# edge protection yes/no



## Examiner (Jul 14, 2011)

Condition:

A ramp is going down along the side of an elevated plaza.  At a point where the plaza is 30” above the surface of the ramp, a guardrail is provided on the plaza level.  From the point of zero elevation (plaza / start of ramp) to the start of the guardrail on the plaza there is nothing but the ramp’s handrail.  To clear the plaza’s vertical surface the handrail must have a 1 ½” clearance.  The clearance would produce an open space where the plaza’s guardrail is not extended to.  Is edge protection required for the plaza’s edge along the ramp’s abutment to the plaza?

I could only find references to edge protection for ramps.  Does anyone know of chapter and verse this is addressed in the IBC 2006, A117.1-2003 or 2010 ADA?


----------



## mark handler (Jul 14, 2011)

> Is edge protection required for the plaza’s edge along the ramp’s abutment to the plaza?


Yes







2010 ADAAG

405.9 Edge Protection. Edge protection complying with 405.9.1 or 405.9.2 shall be provided on each side of ramp runs and at each side of ramp landings.

EXCEPTIONS:

1. Edge protection shall not be required on ramps that are not required to have handrails and have sides complying with 406.3.

 2. Edge protection shall not be required on the sides of ramp landings serving an adjoining ramp run or stairway.

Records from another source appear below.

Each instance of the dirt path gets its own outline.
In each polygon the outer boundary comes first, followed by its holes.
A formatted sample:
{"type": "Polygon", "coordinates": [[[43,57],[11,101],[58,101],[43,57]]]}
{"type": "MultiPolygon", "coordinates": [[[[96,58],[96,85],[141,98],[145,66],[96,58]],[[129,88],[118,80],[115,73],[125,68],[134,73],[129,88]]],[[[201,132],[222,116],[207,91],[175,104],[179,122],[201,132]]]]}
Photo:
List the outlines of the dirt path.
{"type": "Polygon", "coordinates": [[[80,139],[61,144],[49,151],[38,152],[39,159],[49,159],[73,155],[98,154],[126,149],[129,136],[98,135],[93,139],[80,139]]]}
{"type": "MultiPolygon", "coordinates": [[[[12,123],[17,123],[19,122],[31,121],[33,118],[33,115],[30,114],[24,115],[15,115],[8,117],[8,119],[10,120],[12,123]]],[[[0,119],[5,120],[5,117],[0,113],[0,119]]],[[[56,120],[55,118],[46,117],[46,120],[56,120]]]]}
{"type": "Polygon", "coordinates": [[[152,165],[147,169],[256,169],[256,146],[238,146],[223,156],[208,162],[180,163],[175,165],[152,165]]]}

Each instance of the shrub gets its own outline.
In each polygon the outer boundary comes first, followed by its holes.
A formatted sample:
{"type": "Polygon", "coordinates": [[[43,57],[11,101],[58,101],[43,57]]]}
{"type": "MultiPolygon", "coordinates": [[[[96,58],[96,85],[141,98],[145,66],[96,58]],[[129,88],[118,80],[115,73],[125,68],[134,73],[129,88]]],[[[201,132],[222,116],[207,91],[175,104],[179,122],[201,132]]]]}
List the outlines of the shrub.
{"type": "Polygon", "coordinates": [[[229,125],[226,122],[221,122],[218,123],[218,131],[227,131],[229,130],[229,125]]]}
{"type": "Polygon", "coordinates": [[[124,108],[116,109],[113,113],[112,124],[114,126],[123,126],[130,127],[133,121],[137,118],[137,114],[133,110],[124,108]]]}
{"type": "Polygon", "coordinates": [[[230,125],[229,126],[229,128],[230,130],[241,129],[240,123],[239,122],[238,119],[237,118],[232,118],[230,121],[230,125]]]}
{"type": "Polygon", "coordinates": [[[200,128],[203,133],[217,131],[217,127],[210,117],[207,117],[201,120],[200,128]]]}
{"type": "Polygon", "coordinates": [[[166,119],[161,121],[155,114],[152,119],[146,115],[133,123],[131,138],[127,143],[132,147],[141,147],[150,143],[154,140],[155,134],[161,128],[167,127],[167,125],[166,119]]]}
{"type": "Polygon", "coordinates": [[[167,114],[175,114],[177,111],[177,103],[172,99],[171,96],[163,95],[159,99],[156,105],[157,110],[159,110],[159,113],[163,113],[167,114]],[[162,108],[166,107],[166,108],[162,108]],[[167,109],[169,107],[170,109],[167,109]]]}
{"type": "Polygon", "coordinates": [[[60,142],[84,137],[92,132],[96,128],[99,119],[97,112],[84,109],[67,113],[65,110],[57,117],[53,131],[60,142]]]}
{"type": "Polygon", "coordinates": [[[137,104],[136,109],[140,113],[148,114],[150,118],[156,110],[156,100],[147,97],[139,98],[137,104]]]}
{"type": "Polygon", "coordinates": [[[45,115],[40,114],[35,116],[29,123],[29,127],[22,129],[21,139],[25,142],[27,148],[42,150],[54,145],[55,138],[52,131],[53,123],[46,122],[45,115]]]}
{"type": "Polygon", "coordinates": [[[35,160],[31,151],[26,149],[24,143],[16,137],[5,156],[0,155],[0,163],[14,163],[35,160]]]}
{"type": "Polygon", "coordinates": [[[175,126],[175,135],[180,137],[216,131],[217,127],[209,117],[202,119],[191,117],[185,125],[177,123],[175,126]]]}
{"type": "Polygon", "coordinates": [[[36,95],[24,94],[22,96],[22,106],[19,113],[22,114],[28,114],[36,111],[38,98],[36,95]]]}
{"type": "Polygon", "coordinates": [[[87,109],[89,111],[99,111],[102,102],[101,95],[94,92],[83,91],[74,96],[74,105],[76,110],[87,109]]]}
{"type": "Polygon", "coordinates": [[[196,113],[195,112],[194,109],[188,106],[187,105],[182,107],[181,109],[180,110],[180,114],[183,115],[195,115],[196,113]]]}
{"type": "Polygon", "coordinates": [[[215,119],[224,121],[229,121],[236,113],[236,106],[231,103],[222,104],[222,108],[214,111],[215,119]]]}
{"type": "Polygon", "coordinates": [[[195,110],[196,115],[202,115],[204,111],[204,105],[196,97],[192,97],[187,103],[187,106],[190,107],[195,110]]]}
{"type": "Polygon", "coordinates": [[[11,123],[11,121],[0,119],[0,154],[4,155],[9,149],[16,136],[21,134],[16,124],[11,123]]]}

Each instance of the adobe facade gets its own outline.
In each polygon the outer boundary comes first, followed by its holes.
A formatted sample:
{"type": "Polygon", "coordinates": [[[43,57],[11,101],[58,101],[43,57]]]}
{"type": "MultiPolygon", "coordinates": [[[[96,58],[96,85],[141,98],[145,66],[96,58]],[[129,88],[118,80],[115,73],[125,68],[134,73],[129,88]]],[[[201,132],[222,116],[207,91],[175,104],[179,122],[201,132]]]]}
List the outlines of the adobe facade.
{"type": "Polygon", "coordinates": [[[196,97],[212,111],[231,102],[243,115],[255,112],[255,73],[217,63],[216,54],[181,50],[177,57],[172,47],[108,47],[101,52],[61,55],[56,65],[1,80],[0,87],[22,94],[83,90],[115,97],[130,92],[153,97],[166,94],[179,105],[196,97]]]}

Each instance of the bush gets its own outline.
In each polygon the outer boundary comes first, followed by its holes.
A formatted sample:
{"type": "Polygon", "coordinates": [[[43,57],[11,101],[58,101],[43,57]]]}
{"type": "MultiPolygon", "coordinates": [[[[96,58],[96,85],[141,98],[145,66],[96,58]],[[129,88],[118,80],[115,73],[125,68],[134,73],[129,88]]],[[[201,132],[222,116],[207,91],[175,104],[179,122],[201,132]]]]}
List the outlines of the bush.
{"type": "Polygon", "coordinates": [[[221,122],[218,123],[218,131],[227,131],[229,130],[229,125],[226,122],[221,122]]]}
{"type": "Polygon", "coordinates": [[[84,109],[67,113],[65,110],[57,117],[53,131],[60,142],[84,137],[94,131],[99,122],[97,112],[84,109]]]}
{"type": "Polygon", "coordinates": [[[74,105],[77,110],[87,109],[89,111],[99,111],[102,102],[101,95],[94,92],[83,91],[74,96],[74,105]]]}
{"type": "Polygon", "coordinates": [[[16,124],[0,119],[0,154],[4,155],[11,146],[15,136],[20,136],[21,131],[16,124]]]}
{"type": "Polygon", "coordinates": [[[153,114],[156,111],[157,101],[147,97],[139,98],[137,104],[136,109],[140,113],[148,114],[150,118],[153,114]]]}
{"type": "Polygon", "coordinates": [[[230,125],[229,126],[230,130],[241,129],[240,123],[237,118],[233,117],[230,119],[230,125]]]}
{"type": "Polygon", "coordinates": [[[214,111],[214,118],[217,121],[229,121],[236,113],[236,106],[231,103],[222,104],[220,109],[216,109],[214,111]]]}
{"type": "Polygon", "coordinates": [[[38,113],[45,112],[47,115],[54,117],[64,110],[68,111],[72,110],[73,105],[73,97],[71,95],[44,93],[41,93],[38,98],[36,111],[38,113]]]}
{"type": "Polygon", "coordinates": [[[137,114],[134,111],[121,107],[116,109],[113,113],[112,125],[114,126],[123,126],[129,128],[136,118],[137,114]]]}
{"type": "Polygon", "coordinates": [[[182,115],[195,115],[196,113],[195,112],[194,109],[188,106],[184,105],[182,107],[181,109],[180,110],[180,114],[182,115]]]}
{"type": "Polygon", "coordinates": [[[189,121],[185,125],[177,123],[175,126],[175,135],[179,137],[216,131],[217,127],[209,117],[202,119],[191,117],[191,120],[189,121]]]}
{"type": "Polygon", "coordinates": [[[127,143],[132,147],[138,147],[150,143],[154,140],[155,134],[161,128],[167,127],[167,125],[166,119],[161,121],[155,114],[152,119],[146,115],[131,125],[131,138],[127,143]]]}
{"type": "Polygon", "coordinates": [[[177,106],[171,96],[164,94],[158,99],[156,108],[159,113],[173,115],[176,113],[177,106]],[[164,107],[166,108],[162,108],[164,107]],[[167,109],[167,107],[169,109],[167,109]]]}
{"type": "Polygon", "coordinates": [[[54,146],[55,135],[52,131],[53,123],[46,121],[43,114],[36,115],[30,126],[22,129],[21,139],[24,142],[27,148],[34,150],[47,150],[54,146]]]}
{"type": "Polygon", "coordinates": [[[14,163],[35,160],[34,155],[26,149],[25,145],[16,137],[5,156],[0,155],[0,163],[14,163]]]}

 3. Edge protection shall not be required on the sides of ramp landings having a vertical drop-off of 1/2 inch (13 mm) maximum within 10 inches (255 mm) horizontally of the minimum landing area specified in 405.7.


----------



## Examiner (Jul 14, 2011)

The wording is only addressing conditions on the ramp and the ramp's landing.  The plaza's edge is above the ramp's run and is not the ramp's landing at the sides.  So, does the edge protection, by the wording of the section, apply at locations that are not on the ramp or on the ramp's landing?  The plaza's edges are protected with guardrailing except at the location when the ramps surface is less than 30" below the plaza's surface.  Are we assuming that _"each side of ramp runs"_ will include surfaces above the ramp surface?


----------